====== SLURM configuration ======

This section details the current SLURM configuration for the ISC Computational Center.


===== Installation =====

SLURM has been installed from tarball, version : 24.11.0


All official plugins installed :
  * libnvidia-ml
  * TODO

Install / upgrade process TODO


===== Architecture =====

==== Chacha ====
  * Client (slurm-smd-client)
  * Worker (slurm-smd,slurm-smd-slurmd)
  * Controller (slurm-smd-slurmctld)
  * Accounting DB (slurm-smd-slurmdbd)

==== Disco ====
  * Client (slurm-smd-client)
  * Worker (slurm-smd,slurm-smd-slurmd)

==== Schema ====

TODO


===== Partitions =====

==== Dance ====

This is the default partition : is is currently composed of Chacha and Disco.

==== Chacha and Disco ====

These partitions can be used to restrain an account to use only one server.

More details of partitions usage TODO

===== Accounts =====

Accounts have been created in 2 groups :

  * Premium Researchers (premium_rs) : 
  * Standard Researchers (standard_rs) : All users who can't participate financially to the project. Students are also part of this group

There are 2 other groups : Test and temp : Test is only for administration purpose, and temp is a locked group either to migrate someone from another account (can't delete an account when someone has it as a default account) or to disallow someone to run jobs (MaxSubmitJob=0)

TODO


===== QOS and Limits =====

Current limits on QOS and accounts applied to each project account :

  * **premium_rs :**
    * MaxCPUs=44
    * MaxNodes=2
    * MaxTRES=gres/gpu=1,gres/shard=96,cpu=44,mem=500G
    * GrpTRES=gres/gpu=1,gres/shard=96,cpu=44,mem=500G
    * GrpWall=3-00:00:00
    * MaxWall=3-00:00:00

  * **standard_rs :**
    * MaxCPUs=24
    * MaxNodes=1
    * MaxTRES=gres/gpu=1,gres/shard=96,cpu=24,mem=256G
    * GrpTRES=gres/gpu=1,gres/shard=96,cpu=24,mem=256G
    * GrpWall=1-00:00:00
    * MaxWall=1-00:00:00

**TODO :** complete / modify until limits are finished

===== Scheduling =====

Fairshare is one way of priorizing jobs in the job queue.
  * premium_rs :
    * Fairshare : 750
  * standard_rs :
    * Fairshare : 250

Then on each account, everyone has a 100 fairshare : SLURM is just making calculation then on the percentage using both the share in each group, and the parent account premium / standard.


===== User creation =====

Users fill their form from the page [[infra:compute|ISC Computational Center]] , then their information is used to create their SSH access, and their SLURM user in its project account, according to the SLA / QOS we can provide : Premium or Standard.

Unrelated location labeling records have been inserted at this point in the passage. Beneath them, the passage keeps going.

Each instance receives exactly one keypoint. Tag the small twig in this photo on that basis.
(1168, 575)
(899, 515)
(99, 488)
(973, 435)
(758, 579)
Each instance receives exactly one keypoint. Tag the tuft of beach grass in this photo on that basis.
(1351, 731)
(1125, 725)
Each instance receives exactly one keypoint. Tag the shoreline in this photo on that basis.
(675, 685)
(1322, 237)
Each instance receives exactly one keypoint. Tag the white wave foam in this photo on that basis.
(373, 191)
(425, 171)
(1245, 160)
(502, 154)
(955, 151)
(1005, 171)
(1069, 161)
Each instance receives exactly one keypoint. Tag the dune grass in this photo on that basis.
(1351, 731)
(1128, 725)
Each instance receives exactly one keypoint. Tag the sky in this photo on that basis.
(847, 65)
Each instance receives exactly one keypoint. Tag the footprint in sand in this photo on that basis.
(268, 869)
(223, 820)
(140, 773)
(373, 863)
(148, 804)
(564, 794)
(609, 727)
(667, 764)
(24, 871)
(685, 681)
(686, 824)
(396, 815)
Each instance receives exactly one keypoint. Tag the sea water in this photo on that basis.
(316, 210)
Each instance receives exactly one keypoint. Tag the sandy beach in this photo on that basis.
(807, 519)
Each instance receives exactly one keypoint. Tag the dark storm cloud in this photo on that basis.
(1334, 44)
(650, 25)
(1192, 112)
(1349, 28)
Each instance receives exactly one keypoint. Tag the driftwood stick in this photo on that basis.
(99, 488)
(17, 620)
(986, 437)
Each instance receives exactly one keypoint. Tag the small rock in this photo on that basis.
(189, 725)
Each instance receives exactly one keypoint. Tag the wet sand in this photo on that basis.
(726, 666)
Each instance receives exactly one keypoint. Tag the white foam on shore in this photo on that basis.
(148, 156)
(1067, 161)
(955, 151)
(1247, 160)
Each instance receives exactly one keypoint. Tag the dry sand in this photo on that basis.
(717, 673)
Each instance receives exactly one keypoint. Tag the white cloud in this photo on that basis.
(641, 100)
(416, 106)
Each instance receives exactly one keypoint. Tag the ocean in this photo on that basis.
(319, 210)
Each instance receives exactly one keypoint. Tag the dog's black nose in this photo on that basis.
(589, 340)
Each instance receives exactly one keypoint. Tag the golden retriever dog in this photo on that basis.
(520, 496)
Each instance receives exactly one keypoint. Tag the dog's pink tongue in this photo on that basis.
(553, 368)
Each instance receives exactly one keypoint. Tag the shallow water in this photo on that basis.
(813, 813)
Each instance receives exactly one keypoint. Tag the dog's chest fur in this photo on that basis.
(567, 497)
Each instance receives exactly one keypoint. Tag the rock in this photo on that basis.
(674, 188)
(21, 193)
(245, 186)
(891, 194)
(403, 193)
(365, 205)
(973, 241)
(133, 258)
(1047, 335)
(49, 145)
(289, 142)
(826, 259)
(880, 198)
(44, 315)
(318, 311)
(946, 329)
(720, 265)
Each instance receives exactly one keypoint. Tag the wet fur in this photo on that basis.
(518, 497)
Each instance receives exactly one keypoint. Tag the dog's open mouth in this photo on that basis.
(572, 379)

Several users can share the same project account to work as a team. (Limits are applied both to each user for maximum limits and the group for group limits)

The [[infra:staff|staff]] creates and configure user accounts.

[[infra:compute:tooling:adduser|User creation process]]


===== Backups =====

==== Cluster configuration ====

Currently, all the SLURM configuration is manually backuped (files, DB)

TODO : automate and redirect to backup server when its ready

==== User data ====

For user data, currently compute users have to request some space on the filer01.hevs.ch server from the Sinf : there is a [[ https://hessoit.sharepoint.com/sites/VS-Intranet-SInf | request form in "Demande de service" ]] in ** "Comptes et accès > Obtention d'accès réseau"** . More documentation to see with the [[ https://servicedesk.hevs.ch/hesso_portal?sys_kb_id=4811f7f18759da1077bbc9140cbb35a7&id=kb_article_view&sysparm_rank=1&sysparm_tsqueryId=b40006138751ae10b87e43740cbb355e | Sinf here ]], generally for researchers the filesystem to ask for is the **fs_projets**.


Consider all space on the Compute center to be short-lived, it is not made to store data as backups : only temporary to compute and get results.